The Buvuma Palm Oil project, which was unveiled in 2008, failed to take off due endless land disputes and environmental concerns.
While touring the land secured for the project last week, MPs lead by the vice chairperson parliamentary committee on agriculture, Mr Robert Migadde, said the project should take-off as government settles the few remaining land disputes with Project Affected Persons (PAPs).
“The project should start immediately, the already purchased land, is enough for the project to kick off. Government has invested huge sums of money in the project,” he said during an interview last Friday.
A total of 51 people are yet to receive their compensation for the land which government took over for the project.
The project, a component of the Vegetable Oil Development Project (VODP) is under the Ministry of Agriculture.
It is implemented by Oil Palm Uganda Ltd (OPUL), a subsidiary of Bidco Uganda, which manages oil palm plantations on Bugala Islands in Kalangala District.
The MPs also directed the project manager to hasten the process of compensating the Project Affected Persons(PAPs), who refused to vacate their plots, claiming their property was undervalued.
However, they urged the project implementers to ensure that there is no encroachment on the existing forests and wetlands t.
Buvuma Main Island has about 200 square miles (517km) of land and 26 gazetted forest reserves.
“We want the project but we must ensure that it doesn’t endanger our environment,” Mr Migadde added.
Ms Connie Masaba, the VODP project coordinator, said the government chief valuer has already approved the valuation of 51 PAPs and they will be paid soon.
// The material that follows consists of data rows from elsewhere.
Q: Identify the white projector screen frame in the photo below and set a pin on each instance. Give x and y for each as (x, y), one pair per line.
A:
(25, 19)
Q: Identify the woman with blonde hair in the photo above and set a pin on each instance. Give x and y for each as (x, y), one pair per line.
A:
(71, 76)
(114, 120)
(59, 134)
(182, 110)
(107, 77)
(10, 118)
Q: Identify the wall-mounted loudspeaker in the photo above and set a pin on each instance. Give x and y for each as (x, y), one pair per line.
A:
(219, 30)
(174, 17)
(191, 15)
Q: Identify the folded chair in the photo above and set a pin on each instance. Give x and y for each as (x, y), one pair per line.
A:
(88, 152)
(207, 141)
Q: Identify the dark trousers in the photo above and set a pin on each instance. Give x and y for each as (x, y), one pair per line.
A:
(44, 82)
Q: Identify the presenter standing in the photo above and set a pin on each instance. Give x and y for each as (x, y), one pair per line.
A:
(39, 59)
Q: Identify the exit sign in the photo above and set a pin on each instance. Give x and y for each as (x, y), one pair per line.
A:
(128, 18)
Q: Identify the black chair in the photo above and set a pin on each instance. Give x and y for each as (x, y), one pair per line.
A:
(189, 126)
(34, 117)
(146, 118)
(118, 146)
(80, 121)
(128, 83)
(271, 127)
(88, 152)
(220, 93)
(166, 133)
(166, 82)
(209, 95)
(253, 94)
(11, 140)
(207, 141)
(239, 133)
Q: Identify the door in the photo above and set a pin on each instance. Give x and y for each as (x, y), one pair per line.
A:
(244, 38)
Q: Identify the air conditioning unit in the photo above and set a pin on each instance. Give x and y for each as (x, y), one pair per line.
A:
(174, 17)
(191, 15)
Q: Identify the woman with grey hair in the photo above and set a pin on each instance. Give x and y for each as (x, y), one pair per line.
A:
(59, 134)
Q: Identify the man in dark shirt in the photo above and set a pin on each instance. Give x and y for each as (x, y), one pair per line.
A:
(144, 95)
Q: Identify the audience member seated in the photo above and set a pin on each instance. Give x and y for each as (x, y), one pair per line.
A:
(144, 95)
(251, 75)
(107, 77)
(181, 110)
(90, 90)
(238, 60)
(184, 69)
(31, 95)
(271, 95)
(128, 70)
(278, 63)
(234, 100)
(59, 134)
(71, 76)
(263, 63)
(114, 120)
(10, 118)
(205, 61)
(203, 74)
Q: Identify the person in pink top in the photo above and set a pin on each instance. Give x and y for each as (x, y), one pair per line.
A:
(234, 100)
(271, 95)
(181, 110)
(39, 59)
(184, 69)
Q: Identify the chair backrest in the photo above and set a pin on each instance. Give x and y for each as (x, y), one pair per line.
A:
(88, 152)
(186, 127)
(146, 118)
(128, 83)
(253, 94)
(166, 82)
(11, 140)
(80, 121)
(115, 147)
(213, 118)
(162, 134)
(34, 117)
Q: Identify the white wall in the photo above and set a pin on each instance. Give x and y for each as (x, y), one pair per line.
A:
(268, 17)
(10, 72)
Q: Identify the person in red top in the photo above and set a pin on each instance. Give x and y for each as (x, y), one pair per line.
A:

Ms Masaba told the MPs that government has so far spent Shs67 billion on compensation of 5,442 PAPs and a total of 7,591 hectares have been secured.
She said out of 10,000 hectares needed, 6,500 will be used by Oil Palm Uganda Ltd while the remaining 3,500 hectares will be for out growers.
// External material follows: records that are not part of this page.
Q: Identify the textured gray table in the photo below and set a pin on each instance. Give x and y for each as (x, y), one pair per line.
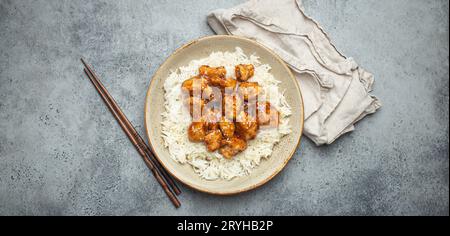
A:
(61, 151)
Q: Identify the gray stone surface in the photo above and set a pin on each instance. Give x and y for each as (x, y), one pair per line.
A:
(62, 153)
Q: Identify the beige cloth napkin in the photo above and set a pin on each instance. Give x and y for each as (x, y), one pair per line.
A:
(335, 89)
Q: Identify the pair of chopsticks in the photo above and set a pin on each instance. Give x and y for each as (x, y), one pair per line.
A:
(163, 178)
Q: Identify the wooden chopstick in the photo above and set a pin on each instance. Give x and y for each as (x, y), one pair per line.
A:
(130, 127)
(134, 140)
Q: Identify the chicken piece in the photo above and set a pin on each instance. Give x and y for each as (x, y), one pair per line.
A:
(249, 90)
(209, 72)
(232, 147)
(231, 106)
(246, 126)
(213, 140)
(267, 115)
(227, 127)
(244, 72)
(195, 104)
(196, 84)
(197, 131)
(212, 118)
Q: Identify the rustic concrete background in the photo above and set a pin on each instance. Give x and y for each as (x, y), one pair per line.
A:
(62, 153)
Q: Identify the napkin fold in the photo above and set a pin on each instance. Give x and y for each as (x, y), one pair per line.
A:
(336, 91)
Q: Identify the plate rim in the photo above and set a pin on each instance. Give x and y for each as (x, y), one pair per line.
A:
(254, 186)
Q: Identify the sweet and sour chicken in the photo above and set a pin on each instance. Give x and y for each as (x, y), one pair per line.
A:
(228, 128)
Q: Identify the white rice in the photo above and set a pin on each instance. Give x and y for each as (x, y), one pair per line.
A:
(176, 120)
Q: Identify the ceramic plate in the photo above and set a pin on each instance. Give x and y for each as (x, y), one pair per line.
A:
(282, 153)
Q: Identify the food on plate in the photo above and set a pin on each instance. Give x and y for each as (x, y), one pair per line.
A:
(233, 146)
(224, 114)
(235, 121)
(244, 72)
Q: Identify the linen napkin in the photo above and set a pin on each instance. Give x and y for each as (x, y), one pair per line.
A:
(335, 89)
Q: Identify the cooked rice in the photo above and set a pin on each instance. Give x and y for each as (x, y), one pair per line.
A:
(176, 119)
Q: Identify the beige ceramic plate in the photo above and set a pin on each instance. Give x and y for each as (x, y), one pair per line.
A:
(154, 106)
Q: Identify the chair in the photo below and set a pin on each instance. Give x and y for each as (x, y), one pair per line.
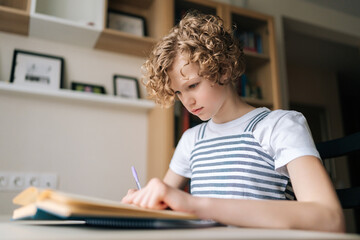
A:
(349, 197)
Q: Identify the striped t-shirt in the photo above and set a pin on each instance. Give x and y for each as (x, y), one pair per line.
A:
(234, 165)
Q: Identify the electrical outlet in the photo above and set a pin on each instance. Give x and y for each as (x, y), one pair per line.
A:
(15, 181)
(48, 180)
(4, 181)
(32, 180)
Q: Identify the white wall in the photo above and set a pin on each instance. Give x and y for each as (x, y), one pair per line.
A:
(90, 146)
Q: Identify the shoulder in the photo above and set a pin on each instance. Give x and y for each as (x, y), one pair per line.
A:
(280, 119)
(190, 136)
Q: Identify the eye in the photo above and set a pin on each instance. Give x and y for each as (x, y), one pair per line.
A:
(193, 85)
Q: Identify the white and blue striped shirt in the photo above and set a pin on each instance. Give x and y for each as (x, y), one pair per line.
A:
(235, 165)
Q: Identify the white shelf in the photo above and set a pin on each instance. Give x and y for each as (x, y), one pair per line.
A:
(77, 22)
(89, 98)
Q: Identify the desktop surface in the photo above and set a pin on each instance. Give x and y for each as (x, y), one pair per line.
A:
(74, 230)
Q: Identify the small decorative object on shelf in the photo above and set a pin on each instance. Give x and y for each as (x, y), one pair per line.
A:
(125, 86)
(37, 70)
(126, 22)
(85, 87)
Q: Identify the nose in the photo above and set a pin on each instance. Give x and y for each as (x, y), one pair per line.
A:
(188, 100)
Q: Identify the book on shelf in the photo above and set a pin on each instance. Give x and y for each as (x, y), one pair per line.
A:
(44, 204)
(250, 41)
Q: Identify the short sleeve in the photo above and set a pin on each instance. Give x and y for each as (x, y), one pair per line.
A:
(290, 139)
(180, 162)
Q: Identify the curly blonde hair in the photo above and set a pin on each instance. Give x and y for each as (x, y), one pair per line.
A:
(204, 40)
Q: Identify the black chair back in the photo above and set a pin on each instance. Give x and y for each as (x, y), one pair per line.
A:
(349, 197)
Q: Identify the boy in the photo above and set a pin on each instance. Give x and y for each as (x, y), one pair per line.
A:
(246, 164)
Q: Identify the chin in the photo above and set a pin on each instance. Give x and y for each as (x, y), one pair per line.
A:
(204, 118)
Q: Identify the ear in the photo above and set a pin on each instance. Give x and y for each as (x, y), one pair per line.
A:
(224, 79)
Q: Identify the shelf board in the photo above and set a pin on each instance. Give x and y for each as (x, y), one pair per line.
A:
(130, 44)
(14, 20)
(52, 28)
(72, 96)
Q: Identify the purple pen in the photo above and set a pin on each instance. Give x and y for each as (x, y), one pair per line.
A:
(136, 177)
“Our target is 10,000 hectares, but we have so far purchased 7,591 hectares for nucleus estate. However, we won’t use all of it, some land is in the buffer zone, while the other land is near the lake and wetlands,” she said.
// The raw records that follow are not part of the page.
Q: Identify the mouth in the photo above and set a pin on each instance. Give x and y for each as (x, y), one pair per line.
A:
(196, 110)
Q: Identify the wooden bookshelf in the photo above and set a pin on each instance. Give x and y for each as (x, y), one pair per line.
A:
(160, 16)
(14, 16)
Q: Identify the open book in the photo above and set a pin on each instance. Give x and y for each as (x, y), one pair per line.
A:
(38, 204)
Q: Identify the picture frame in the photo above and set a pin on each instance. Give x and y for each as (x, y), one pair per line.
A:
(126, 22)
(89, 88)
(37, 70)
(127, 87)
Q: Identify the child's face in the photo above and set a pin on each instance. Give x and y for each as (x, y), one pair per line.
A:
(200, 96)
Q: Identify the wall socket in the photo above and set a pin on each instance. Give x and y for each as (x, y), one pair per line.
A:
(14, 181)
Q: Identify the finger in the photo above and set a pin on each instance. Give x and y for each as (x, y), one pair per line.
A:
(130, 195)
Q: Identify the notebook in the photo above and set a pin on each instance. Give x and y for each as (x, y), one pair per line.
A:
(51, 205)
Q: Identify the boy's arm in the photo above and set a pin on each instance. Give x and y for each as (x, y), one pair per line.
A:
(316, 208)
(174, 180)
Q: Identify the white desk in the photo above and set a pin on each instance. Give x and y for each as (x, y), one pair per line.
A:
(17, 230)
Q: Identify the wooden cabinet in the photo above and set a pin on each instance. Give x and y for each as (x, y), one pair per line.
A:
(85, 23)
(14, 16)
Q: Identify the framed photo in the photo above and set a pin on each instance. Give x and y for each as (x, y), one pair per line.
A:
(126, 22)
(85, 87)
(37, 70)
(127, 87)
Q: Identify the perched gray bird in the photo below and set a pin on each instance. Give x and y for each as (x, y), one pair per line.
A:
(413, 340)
Mr Ronald Wanda, the Buvuma District vice chairperson, said the delay to start the project had stimulated poverty in the Islands.
“Many[residents] surrendered their land hoping that they will work in the company, others bought vehicles thinking they will be supplying materials to the project but now they are stuck, ”he said.
A section of conservationists have since 2016 been opposed to the planned oil project in Buvuma like they did to one in Kalangala Islands, saying it is not environment friendly.
Recently, environmentalists blamed the disappearing forest cover on the increasing change in land use where large acreage of forest land in Buvuma Islands has been converted into farmland.
Last year, Daily Monitor broke a story where government had earmarked 3,500 hectares of private forests in Buvuma for oil palm growing, a move that was protested by conservationists.
The Buvuma Resident District Commissioner, Ms Lillian Nakaweesi, said then that the decision to encroach on private forest land was due to the scarcity of farmland in the area.